Even before it was made public this week, there was already 300 registrants after partners like Assembly of Manitoba Chiefs, the Indigenous HR firm Amik and First Peoples Economic Growth Fund put the word out.

The course is free to participants but there is no stipends or living costs covered.

“I want people who are motivated to change their careers,” he said. “One of the reasons for the success of ComIT so far… is because the people who participate are motivated.”

It is not hard to imagine that the ComIT model will start to become even more in demand.
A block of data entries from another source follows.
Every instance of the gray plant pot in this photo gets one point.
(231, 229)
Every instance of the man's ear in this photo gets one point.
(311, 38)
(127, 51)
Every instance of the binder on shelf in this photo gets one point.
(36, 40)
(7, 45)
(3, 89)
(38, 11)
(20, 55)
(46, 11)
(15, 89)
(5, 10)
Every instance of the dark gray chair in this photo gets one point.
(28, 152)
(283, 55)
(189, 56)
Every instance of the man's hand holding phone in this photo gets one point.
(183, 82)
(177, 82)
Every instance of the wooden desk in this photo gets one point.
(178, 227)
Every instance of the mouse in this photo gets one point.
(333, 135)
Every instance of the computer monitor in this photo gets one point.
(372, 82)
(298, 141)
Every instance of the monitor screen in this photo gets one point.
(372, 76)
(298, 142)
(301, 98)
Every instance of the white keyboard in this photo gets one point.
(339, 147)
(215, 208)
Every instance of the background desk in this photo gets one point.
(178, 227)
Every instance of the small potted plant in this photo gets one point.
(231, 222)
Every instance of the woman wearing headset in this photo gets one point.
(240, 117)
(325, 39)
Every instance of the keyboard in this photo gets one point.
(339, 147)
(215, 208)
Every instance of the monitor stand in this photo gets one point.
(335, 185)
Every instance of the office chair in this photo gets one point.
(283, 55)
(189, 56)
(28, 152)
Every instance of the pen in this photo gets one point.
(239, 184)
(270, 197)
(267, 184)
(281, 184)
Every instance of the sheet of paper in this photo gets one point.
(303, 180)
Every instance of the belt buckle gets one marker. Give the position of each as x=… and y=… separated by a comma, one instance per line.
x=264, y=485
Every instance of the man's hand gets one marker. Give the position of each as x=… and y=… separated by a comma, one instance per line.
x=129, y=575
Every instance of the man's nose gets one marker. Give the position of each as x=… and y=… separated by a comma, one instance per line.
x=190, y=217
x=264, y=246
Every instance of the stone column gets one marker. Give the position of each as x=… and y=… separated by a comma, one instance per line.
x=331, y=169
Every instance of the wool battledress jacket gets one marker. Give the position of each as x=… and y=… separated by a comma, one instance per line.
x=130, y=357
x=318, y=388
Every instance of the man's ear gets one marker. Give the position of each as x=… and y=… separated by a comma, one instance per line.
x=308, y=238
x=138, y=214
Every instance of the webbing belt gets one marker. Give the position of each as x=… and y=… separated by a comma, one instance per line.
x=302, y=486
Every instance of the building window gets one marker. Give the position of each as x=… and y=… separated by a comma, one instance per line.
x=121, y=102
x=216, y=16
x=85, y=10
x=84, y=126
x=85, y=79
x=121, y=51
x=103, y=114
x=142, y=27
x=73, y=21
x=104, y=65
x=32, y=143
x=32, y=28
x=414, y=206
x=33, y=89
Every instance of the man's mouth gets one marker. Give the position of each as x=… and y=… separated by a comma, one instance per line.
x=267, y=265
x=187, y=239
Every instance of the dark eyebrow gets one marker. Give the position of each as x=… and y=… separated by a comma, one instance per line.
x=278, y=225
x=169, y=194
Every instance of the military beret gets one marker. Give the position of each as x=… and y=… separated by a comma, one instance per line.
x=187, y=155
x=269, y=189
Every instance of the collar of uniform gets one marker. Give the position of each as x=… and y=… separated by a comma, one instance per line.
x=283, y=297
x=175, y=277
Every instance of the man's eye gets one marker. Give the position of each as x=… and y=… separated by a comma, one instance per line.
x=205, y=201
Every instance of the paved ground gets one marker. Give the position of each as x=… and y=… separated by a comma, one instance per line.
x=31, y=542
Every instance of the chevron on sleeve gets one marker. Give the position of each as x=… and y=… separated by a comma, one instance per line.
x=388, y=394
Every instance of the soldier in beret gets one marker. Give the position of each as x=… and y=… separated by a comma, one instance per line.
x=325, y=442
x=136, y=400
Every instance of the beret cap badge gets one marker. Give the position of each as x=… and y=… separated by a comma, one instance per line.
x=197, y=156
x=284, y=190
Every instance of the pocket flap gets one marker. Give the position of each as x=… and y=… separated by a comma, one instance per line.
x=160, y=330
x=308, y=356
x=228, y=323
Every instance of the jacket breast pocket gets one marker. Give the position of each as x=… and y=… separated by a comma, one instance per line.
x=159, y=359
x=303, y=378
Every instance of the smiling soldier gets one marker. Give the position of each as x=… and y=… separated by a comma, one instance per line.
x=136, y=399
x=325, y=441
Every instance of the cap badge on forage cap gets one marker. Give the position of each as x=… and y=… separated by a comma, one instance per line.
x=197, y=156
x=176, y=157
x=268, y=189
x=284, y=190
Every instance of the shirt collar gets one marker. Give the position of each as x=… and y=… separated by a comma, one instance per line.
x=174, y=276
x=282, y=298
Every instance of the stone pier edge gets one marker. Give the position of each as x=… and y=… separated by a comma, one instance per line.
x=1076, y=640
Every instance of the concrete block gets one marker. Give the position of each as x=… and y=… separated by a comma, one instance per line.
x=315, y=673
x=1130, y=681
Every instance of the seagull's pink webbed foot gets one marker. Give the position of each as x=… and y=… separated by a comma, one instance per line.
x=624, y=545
The RBC report lays out in stark, dispassionate banker’s language that the deep division in workers’ experiences through the pandemic raises concerns about a starkly uneven recovery — or the K-shaped recovery where higher-income knowledge workers continue to do well and lower-skilled workers often in jobs that require close proximity to others are left out.

The report state, “Past history suggests engaging and reskilling those workers could be a challenge. What’s more, many workers may be unable to move to centres or regions where new jobs may emerge.”

Stackhouse said, “We need to ensure there are rapidly delivered easily accessible micro-credential, focused skills training for people who are currently out of work and they have to be delivered through different channels than we have typically relied on.”

He’s basically describing how ComIT operates.

ComIT has proven to be a jewel in the past. This could be its time to really sparkle.